RRN subscribes to the philosophy and principles of the International Rural Reconstruction Movement, which are encapsulated in the following credo:

  • Go to the people
  • Live among them
  • Learn from them
  • Plan with them
  • Work with them
  • Start with what they know
  • Build on what they have
  • Teach by showing
  • Learn by doing
  • Not a showcase but a pattern
  • Not odds and ends but a system
  • Not piecemeal but an integrated approach
  • Not to conform but to transform
  • Not relief but release

RRN's Working Districts[edit]

RRN is implementing diverse community development programmes and projects in several districts of the country; covering the Mountain, Hills and Lowlands (Tarai) ecological zones.
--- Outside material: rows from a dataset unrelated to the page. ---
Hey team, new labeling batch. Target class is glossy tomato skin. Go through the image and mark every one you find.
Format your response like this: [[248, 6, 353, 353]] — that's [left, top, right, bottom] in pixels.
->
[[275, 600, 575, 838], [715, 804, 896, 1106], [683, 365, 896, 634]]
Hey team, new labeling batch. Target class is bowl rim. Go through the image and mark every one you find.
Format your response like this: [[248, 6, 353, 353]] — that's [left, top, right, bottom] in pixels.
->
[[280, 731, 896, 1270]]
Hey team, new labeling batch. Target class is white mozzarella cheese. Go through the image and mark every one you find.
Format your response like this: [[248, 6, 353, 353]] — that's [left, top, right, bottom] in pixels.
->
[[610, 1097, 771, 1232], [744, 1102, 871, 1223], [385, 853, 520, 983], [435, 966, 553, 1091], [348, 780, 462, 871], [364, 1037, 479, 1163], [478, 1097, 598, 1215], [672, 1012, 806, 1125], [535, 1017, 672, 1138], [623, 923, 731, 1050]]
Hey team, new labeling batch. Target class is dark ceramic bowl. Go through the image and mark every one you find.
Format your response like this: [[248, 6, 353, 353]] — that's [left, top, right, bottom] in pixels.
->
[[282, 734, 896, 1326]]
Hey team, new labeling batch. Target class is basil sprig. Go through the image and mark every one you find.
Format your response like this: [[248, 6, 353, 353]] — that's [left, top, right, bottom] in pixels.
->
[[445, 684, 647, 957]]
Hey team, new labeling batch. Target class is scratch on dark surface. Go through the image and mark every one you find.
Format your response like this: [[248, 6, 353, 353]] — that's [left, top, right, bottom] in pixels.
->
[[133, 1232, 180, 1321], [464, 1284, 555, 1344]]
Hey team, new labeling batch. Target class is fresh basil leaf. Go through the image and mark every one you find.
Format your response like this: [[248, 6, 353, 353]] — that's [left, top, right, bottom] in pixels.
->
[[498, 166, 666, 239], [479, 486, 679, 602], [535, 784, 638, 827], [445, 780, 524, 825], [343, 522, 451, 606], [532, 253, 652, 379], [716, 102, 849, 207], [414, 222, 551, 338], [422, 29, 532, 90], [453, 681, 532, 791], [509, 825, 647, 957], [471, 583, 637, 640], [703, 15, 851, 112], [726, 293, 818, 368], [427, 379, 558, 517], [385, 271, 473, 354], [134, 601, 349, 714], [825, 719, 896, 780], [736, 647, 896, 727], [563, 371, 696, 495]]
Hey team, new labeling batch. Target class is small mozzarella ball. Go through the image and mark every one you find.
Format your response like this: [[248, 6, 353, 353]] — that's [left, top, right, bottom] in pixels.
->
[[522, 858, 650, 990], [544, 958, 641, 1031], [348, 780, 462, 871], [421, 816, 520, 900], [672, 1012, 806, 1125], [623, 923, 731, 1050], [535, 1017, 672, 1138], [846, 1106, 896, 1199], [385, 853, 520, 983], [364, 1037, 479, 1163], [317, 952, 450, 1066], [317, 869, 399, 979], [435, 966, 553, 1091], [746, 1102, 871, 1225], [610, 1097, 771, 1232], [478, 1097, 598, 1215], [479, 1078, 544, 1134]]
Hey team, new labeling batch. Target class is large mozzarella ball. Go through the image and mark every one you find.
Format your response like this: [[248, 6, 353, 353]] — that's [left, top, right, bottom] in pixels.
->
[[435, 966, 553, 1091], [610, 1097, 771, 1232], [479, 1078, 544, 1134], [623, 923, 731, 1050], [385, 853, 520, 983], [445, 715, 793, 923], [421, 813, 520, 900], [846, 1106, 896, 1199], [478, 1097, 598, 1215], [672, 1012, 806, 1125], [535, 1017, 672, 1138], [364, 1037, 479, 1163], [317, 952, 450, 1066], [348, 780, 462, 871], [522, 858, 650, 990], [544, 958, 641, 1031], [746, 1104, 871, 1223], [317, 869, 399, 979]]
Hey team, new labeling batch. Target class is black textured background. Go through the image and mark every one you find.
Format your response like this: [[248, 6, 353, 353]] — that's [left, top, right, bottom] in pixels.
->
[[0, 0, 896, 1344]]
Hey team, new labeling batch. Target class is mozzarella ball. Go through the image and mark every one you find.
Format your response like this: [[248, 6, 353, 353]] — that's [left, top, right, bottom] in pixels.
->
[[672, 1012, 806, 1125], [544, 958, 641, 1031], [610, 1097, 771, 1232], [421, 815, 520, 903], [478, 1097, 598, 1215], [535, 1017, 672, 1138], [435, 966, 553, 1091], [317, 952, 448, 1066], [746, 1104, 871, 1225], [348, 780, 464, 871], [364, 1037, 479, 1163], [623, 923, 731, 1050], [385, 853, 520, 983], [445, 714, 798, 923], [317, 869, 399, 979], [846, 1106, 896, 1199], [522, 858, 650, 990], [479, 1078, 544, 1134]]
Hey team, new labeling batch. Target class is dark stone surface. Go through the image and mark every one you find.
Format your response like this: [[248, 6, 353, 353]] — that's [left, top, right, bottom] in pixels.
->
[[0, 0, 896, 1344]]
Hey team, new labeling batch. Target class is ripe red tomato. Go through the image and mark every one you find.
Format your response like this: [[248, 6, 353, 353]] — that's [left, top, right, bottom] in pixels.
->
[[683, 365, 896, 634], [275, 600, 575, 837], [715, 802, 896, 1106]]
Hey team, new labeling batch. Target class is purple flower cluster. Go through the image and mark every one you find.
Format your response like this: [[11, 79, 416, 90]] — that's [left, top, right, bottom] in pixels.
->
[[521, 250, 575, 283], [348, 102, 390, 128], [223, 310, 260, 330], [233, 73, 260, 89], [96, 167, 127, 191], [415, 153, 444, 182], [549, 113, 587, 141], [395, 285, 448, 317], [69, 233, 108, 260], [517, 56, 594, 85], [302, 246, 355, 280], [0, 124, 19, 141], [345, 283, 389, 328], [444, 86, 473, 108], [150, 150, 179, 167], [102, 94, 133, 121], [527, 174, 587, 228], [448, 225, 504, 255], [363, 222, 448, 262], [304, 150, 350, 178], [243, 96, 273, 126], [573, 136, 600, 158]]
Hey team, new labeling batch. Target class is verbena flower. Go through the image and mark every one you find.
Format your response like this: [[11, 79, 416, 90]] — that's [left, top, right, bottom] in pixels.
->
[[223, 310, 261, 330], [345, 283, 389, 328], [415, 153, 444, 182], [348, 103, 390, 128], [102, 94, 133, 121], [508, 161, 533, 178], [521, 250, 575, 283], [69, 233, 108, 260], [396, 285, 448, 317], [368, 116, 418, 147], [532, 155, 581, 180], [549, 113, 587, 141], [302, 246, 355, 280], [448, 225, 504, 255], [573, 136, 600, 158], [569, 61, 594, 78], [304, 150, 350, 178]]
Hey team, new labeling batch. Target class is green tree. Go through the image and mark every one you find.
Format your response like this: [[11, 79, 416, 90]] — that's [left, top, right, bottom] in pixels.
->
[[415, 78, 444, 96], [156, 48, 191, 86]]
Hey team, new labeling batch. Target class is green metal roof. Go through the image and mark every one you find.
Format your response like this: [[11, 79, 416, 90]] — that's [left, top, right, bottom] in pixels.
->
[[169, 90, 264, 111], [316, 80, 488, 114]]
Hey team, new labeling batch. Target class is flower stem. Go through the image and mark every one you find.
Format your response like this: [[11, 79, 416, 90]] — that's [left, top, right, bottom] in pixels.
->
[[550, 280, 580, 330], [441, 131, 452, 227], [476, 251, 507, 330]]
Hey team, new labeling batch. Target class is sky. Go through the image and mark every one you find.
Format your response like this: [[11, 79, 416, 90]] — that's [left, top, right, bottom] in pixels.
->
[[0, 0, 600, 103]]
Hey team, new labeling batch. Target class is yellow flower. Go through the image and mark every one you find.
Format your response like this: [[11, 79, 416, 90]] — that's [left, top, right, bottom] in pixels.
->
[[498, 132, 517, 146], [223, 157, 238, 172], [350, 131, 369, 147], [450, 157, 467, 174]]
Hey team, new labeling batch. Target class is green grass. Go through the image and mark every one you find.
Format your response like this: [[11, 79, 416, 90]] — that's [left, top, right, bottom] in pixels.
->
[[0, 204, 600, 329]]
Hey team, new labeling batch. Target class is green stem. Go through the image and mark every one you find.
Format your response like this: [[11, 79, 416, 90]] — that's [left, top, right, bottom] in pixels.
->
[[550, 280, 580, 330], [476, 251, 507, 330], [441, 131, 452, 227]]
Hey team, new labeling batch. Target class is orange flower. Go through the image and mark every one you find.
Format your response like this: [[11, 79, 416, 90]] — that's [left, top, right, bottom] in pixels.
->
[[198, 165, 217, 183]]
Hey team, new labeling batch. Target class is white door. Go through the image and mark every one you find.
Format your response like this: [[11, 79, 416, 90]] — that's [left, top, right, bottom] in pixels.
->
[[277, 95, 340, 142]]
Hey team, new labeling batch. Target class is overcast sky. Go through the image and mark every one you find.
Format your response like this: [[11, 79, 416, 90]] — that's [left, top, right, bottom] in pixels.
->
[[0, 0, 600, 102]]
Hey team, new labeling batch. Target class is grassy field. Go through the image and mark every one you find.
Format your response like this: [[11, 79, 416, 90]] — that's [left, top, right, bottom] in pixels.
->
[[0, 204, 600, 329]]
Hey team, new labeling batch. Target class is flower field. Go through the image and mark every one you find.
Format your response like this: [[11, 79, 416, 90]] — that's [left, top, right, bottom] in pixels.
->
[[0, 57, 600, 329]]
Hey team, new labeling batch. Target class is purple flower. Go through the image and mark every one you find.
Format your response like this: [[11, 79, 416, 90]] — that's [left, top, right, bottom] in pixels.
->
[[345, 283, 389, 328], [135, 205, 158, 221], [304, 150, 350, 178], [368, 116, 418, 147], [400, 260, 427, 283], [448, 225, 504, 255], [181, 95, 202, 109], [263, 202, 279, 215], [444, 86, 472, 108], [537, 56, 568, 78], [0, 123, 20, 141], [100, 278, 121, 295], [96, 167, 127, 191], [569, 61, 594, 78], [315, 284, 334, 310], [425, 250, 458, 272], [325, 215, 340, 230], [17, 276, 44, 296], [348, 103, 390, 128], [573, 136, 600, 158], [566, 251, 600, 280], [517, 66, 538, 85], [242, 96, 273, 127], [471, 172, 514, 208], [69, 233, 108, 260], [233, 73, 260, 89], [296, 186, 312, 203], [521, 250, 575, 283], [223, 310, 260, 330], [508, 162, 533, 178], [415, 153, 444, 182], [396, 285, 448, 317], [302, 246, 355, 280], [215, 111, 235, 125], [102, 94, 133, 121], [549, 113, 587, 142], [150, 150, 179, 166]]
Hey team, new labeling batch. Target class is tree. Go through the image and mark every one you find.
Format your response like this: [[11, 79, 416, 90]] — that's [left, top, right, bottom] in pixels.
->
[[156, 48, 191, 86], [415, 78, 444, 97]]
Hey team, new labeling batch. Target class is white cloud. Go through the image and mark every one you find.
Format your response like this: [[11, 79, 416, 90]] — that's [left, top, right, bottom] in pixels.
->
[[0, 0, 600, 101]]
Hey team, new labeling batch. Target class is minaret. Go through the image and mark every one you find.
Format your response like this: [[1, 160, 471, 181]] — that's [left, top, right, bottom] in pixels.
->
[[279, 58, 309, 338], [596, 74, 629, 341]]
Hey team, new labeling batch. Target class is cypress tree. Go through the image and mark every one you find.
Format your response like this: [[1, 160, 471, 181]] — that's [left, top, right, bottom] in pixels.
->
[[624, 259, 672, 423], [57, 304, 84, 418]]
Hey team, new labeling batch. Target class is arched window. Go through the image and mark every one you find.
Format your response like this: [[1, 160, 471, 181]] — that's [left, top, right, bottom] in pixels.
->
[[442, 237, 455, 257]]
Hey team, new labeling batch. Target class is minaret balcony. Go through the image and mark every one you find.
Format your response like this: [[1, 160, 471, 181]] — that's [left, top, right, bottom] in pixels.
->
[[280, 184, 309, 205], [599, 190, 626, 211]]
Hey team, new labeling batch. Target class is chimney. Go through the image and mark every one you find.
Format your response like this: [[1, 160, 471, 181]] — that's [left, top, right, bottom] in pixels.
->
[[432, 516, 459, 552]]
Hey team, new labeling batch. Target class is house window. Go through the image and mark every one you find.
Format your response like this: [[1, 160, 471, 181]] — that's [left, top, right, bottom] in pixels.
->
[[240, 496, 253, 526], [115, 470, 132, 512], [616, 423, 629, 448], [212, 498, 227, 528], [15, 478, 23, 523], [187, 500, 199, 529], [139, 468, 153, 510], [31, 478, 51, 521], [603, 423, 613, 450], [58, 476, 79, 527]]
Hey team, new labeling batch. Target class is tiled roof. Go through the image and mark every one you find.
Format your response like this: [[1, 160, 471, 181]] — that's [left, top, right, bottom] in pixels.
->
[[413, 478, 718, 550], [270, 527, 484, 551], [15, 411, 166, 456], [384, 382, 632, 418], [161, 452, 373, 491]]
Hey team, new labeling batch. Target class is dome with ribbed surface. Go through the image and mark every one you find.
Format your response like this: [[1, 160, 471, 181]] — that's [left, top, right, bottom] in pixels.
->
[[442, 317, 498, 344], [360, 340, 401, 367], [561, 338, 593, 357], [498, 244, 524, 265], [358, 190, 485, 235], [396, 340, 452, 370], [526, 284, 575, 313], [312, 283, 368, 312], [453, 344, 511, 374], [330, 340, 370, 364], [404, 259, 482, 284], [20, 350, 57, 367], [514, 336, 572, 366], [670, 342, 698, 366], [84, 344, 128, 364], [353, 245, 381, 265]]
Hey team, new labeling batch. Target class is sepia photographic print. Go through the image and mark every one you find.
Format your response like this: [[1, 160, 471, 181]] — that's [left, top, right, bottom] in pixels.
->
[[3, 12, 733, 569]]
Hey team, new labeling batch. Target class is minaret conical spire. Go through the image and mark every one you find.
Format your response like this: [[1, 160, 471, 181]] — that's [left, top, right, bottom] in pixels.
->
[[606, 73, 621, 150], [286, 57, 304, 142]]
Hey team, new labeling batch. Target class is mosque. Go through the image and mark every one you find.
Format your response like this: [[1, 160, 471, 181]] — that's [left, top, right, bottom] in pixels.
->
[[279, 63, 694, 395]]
It is estimated that these programmes have benefited over 500,000 households.

Eastern Region

  • Taplejung, Tehrathum, Sankhuwasabha, Morang, Sunsari, Saptari and Siraha districts.

Central Region

  • Dhanusha, Mahottari, Sarlahi, Rautahat, Bara, Parsa, Makwanpur, Ramechhap, Dolakha and Chitwan districts.

Mid-Western Region

  • Jajarkot, Jumla, Dolpa, Mugu, Humla and Kalikot districts.

Far-Western Region

  • Bajhang, Bajura and Achham districts.